Jim's
Tutorials

Spring 2019
course
site

Nick Says

I haven't written any code this week; i've been thinking about what I would like to do for the final project and gathering resources here.

After our conversation last week, I've been thinking about transpiling/source-to-source compiling and how one might go about writing a source to source compiler. It seems to me that all the components of a compiler that I've taken a look at so far are definitely necessary, but from the looks of a case study I found, there's a couple of steps in the process that I haven't yet taken a shot at.

so far, it looks like writing a transpiler requires

I haven't really heard the specific term "action tree" in use, but found a case study of a guy writing his own transpiler, where he wrote his own language and transpiled it to C++, then compiled that C++ source code using GCC. It seems like, because his language is interpreted, there might be different motivations for using the action tree. I do remember we spoke about a similar structure last week, basically an abstract syntax tree with more information. Part of me thinks that this step could be combined with parsing without too much issue...

Someone on stackexchange reccommended reading this article about life after parsing, which is more general than the case study mentioned above. I also read Matt Might - Compiling to Java, which has source code to poke around in. I think taking a closer look at this will help me figure out how to do something similar with Python.

For the actual project, I'm thinking about compiling some small part of Fortran to Python.
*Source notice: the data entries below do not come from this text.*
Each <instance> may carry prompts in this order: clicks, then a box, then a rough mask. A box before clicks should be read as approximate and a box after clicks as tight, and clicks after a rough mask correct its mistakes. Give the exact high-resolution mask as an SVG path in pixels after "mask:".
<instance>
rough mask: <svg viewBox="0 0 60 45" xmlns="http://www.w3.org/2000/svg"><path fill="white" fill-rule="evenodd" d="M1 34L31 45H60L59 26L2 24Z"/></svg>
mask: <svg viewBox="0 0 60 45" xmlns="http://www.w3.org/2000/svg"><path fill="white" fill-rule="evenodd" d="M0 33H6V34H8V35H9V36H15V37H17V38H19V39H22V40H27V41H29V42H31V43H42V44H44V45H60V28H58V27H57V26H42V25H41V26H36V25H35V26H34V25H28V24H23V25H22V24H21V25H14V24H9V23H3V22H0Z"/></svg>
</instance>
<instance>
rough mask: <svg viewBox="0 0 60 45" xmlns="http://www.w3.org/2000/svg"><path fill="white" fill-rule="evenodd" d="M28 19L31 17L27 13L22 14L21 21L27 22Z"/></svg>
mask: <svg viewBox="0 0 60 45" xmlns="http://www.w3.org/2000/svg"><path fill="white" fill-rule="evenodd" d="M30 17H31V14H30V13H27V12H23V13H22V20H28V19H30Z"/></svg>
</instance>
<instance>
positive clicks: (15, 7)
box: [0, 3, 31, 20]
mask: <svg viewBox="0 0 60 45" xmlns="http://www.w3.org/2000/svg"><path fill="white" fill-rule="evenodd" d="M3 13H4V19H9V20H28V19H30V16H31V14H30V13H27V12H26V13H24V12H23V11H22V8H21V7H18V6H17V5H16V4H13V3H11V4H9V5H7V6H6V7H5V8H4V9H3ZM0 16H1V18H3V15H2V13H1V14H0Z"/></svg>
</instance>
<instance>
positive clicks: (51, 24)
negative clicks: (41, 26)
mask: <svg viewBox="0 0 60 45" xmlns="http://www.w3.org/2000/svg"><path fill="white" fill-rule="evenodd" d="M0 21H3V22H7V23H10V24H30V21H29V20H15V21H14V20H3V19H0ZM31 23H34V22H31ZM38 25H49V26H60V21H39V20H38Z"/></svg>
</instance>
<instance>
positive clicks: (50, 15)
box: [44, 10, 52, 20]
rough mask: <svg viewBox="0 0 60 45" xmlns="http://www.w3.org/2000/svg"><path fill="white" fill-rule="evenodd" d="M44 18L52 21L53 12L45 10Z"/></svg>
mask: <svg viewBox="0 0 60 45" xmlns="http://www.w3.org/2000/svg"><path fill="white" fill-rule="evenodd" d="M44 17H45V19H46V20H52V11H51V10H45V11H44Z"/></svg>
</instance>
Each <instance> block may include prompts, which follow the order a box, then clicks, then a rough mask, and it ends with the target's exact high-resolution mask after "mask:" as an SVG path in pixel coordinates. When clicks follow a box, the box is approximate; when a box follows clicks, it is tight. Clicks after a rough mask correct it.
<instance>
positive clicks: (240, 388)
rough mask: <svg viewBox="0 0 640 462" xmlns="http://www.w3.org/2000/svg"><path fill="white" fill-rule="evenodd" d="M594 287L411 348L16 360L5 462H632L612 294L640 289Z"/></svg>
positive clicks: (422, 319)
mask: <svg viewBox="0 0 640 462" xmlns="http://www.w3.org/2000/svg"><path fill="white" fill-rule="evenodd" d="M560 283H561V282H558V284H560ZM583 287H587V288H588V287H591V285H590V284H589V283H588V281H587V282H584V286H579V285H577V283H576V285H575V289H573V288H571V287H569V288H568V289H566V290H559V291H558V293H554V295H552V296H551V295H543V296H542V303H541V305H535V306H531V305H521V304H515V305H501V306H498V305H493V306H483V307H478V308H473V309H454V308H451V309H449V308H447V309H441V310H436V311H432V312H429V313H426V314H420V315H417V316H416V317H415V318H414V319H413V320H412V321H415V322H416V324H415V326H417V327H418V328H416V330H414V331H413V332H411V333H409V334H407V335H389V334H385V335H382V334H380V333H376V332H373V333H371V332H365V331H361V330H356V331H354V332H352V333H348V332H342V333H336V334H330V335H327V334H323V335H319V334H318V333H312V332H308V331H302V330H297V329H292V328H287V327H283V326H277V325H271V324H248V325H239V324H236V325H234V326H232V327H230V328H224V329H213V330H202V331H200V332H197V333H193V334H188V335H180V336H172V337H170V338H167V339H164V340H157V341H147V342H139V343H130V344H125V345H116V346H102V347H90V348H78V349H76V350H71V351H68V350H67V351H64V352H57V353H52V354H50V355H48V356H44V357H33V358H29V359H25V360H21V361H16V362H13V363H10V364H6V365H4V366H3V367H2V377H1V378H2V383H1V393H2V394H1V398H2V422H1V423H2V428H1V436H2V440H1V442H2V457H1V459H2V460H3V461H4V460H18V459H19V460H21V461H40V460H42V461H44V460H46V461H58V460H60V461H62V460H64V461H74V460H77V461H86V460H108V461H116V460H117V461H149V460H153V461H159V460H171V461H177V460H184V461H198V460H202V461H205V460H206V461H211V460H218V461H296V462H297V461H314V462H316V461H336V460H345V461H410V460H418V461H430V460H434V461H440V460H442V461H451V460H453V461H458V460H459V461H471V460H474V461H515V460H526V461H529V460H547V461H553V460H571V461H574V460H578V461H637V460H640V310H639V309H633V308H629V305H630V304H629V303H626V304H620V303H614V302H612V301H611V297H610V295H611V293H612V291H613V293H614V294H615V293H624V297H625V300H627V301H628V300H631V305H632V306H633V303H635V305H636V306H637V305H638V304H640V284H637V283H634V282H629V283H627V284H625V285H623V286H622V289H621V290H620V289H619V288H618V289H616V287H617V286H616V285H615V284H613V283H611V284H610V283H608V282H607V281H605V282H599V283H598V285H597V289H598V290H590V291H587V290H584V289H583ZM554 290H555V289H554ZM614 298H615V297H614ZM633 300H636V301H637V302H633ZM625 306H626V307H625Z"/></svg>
I was able to find a grammar for Fortran 77/90, just from looking at the way F77 is written compared to F90, and the trickiness of some of the obsolete bits of F77, I'll be focusing on the structures specific to F90. I'm thinking of handling if/elif/else statements as a dummy example, which could be tested by writing something like a working fizzbuzz test in F90, then seeing if the transpiler generates a working version of fizzbuzz in python. this would also require implementing variable assignment and integer arithmetic, which is not a huge addition I believe.

Fortran Syntactic Analysis Specification (grammar) Fortran 90 tutorial/language features (easier to actually learn Fortran this way, rather than staring at the grammar right away)

in class

Jim thinks that lisp might be more fun. And cooler to show off.